Há quem lhe chame problema de primeiro mundo. Talvez seja, mas é também sintoma de uma maneira de gerir o espaço público que nos custa tempo e paciência. Falo da Gira, o sistema de bicicletas partilhadas de Lisboa. Quando funciona a cidade parece mais curta e mais fresca. Quando falha ficamos a ver as colinas crescer.
Quase todos os dias, em hora de ponta, recorro à Gira para percorrer quatro ou cinco quarteirões. É um sopro de vento contra este calor de estufa. Raras são as vezes, porém, em que não me cruzo com um dos três monstros de serviço: erro de API (Application Programming Interface, ou Interface de Programação de Aplicações), falha de comunicação ou bloqueio da doca. Os dois primeiros fazem-me largar o telefone e voltar ao metro. O último obriga-me a ligar para o apoio ao cliente, ouvir a melodia que já conheço de cor e esperar cinco minutos de meditação forçada até que o sistema aceite que aquela viagem, na verdade, nunca existiu.

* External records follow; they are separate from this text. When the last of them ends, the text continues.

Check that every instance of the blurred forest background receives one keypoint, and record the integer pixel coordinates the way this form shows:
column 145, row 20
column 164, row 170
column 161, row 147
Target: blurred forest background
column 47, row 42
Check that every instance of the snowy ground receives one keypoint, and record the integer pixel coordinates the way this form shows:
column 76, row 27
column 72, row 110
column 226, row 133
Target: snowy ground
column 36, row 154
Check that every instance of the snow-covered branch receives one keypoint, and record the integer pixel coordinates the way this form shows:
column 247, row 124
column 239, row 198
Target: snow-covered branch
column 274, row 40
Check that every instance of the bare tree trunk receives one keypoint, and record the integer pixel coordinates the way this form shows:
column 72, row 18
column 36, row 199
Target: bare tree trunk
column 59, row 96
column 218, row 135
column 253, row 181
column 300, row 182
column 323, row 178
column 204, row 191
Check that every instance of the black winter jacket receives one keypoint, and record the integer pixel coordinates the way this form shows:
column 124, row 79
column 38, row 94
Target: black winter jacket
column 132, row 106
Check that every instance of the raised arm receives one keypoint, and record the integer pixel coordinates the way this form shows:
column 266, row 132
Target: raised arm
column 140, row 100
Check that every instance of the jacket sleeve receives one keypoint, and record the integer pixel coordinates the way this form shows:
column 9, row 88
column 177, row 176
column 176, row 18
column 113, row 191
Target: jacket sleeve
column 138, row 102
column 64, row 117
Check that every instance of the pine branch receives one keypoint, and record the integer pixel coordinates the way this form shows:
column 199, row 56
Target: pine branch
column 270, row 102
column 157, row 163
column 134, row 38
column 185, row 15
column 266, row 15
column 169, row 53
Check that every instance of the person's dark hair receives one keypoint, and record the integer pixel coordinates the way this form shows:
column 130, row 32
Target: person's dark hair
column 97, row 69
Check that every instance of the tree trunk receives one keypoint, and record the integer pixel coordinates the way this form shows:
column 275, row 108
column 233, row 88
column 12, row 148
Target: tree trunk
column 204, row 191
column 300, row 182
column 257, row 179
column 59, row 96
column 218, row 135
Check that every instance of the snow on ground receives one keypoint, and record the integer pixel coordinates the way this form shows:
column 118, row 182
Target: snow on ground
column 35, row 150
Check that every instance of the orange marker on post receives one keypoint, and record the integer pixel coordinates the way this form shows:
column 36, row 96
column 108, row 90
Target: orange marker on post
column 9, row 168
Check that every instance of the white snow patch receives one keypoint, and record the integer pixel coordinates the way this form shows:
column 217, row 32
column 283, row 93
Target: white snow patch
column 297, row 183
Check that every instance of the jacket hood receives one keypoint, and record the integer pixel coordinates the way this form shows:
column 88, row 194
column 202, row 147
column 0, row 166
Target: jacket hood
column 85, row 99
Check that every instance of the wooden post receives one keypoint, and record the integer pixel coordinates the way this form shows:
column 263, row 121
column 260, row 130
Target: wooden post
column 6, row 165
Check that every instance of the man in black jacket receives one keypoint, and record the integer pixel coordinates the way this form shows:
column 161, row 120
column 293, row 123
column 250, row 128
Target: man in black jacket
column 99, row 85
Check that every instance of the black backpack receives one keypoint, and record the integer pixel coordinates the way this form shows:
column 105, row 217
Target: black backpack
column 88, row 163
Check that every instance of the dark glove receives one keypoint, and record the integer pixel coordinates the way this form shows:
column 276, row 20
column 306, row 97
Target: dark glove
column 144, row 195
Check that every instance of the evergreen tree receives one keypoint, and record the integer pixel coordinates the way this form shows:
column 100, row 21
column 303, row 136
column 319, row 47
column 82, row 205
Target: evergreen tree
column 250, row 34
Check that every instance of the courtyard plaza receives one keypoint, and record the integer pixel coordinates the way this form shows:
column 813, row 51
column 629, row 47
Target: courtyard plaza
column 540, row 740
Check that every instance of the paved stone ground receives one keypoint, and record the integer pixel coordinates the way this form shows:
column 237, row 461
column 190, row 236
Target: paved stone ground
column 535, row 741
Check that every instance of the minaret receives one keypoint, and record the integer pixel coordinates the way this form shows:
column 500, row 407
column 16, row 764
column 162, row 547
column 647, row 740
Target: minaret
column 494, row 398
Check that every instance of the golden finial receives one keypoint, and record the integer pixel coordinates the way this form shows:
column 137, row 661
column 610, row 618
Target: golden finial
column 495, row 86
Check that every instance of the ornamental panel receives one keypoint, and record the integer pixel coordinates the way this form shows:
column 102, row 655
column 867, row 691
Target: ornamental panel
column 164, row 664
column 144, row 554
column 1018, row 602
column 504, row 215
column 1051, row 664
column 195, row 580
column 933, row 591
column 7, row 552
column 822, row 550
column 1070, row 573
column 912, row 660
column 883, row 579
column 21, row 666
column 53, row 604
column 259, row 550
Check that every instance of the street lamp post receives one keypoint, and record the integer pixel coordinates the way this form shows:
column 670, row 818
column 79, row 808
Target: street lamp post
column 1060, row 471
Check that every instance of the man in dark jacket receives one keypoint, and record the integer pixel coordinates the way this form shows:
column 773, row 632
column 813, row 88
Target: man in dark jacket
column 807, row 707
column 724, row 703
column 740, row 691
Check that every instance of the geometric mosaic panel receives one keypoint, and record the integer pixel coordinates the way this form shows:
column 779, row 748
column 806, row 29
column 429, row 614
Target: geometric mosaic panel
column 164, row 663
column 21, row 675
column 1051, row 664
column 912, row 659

Há méritos a reconhecer. O executivo municipal alargou a rede de docas e tornou o serviço gratuito para residentes. São ganhos concretos. Persistem, contudo, lacunas graves na componente tecnológica visto que a aplicação continua lenta, instável e pouco intuitiva. É difícil aceitar que a EMEL, empresa com receitas milionárias, não consiga contratar uma equipa capaz de a pôr a funcionar de forma fiável. Custa ainda mais compreender quando um grupo de alunos da NOVA IMS desenvolveu o mGira, uma interface mais simples e eficaz do que a aplicação oficial, e chegou a entrar em contacto com a EMEL para oferecer colaboração. A empresa escusou-se a integrar a proposta, bloqueou o acesso ao serviço de dados e lançou uma actualização que em nada melhorou a experiência do utilizador. A partir daí, deixou de ser apenas um problema técnico e passou a parecer um bloqueio deliberado à mudança.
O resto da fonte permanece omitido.